UV stability of 1-loop radiative corrections in higher-derivative scalar field theory

TL;DR

This paper investigates the stability of the effective potential in a higher-derivative scalar field theory at one-loop level, showing that radiative corrections ensure stability at high energies despite ghost contributions.

Contribution

It demonstrates that higher-derivative scalar theories maintain UV stability of the effective potential through one-loop corrections, including ghost effects.

Findings

The one-loop correction to the potential is positive at large field values.

Ghost contributions do not destabilize the effective potential.

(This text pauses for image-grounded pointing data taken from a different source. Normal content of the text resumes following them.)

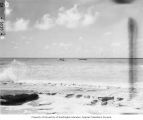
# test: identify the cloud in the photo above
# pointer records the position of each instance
(89, 18)
(45, 23)
(73, 18)
(8, 10)
(69, 18)
(18, 25)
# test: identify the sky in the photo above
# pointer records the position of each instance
(70, 28)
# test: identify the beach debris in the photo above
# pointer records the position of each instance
(78, 96)
(123, 1)
(103, 99)
(87, 96)
(18, 99)
(104, 103)
(120, 99)
(69, 95)
(51, 93)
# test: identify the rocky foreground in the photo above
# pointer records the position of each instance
(61, 98)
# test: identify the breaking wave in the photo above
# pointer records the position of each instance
(14, 71)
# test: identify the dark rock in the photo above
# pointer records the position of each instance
(69, 95)
(104, 103)
(18, 99)
(78, 96)
(103, 99)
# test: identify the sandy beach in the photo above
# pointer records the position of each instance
(68, 99)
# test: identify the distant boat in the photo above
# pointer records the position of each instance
(82, 59)
(61, 59)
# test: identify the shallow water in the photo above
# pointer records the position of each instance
(108, 71)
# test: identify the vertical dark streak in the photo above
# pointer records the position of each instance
(132, 29)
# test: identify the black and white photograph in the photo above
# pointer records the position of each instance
(67, 57)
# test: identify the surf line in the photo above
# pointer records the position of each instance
(133, 63)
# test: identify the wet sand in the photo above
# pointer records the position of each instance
(67, 99)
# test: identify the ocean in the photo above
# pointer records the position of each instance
(81, 71)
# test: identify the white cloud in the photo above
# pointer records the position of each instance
(73, 18)
(69, 18)
(45, 23)
(8, 10)
(19, 25)
(89, 18)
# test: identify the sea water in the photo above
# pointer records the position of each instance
(81, 71)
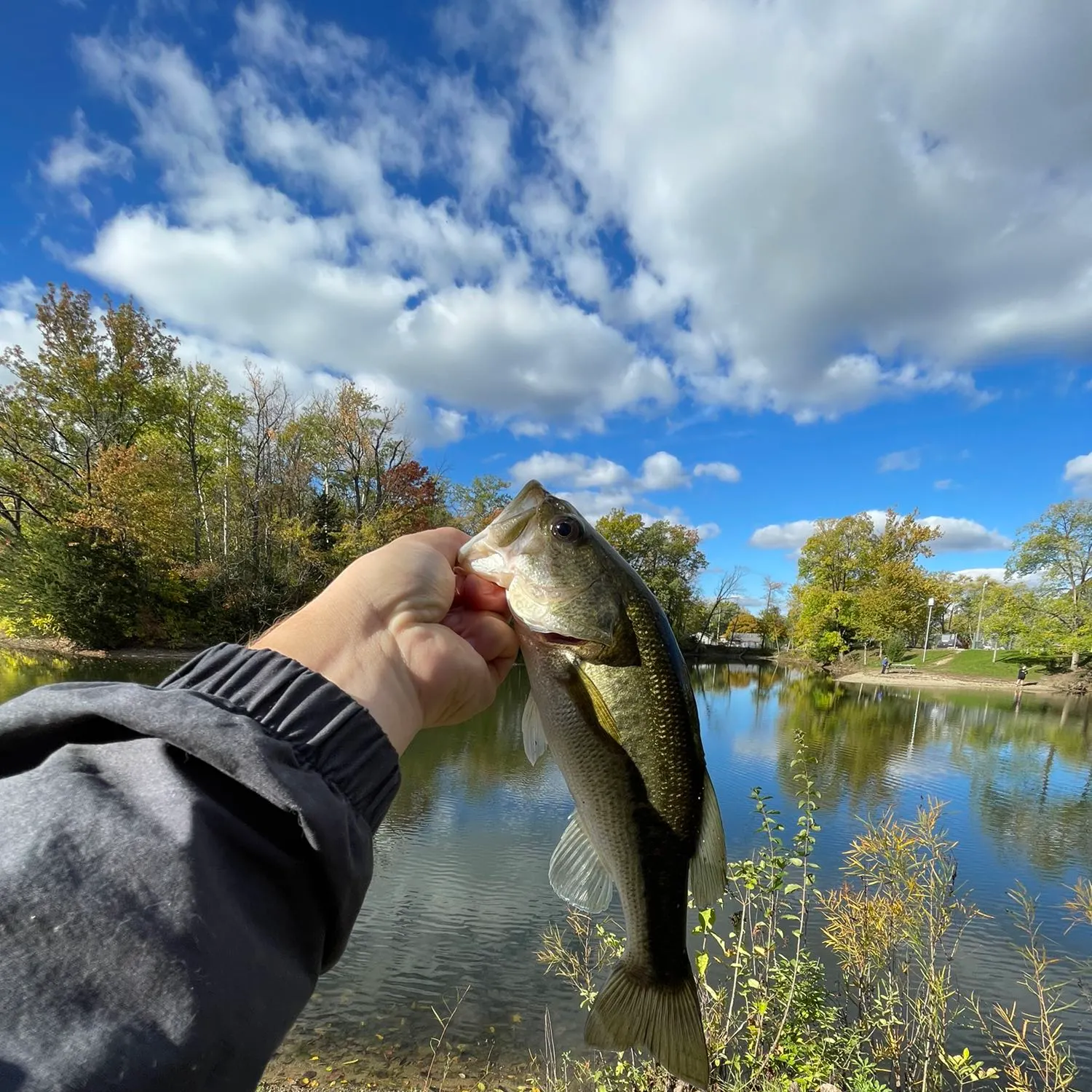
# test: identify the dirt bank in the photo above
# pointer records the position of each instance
(930, 681)
(57, 646)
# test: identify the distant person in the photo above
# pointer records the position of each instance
(179, 864)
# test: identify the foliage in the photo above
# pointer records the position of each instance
(666, 557)
(767, 1013)
(142, 500)
(1057, 550)
(771, 1019)
(858, 583)
(474, 506)
(895, 925)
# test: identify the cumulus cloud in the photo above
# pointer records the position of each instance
(1079, 474)
(660, 472)
(596, 485)
(724, 472)
(74, 159)
(788, 537)
(793, 183)
(832, 176)
(899, 461)
(957, 534)
(574, 470)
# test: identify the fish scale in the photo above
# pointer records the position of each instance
(612, 699)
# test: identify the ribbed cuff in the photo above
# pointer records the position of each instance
(329, 732)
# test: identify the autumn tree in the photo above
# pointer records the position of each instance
(474, 506)
(96, 382)
(856, 582)
(1057, 550)
(666, 557)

Higher-derivative theories can be UV stable at quantum level.

Abstract

We consider the theory of a higher-derivative (HD) real scalar field $\phi$ coupled to a complex scalar $\sigma$, the coupling of the $\phi$ and $\sigma$ being given by two types, $\lambda_{\sigma\phi}\sigma^\dagger \sigma\phi^{2}$ and $\xi_{\sigma\phi}\sigma^\dagger \sigma\left(\partial_{\mu}\phi\right)^{2}$. We evaluate $\phi$ one-loop corrections $\delta V(\sigma)$ to the effective potential of $\sigma$, both the contribution from the positive norm part of $\phi$ and that from the {\it negative norm part} (ghost). We show that $\delta V(\sigma_{\rm cl})$ at $\sigma_{\rm cl}\to \infty$, where $\sigma_{\rm cl}$ is a classical value of $\sigma$, is positive, implying the stability of $\delta V(\sigma_{\rm cl})$ by the HD 1-loop radiative corrections at high energy.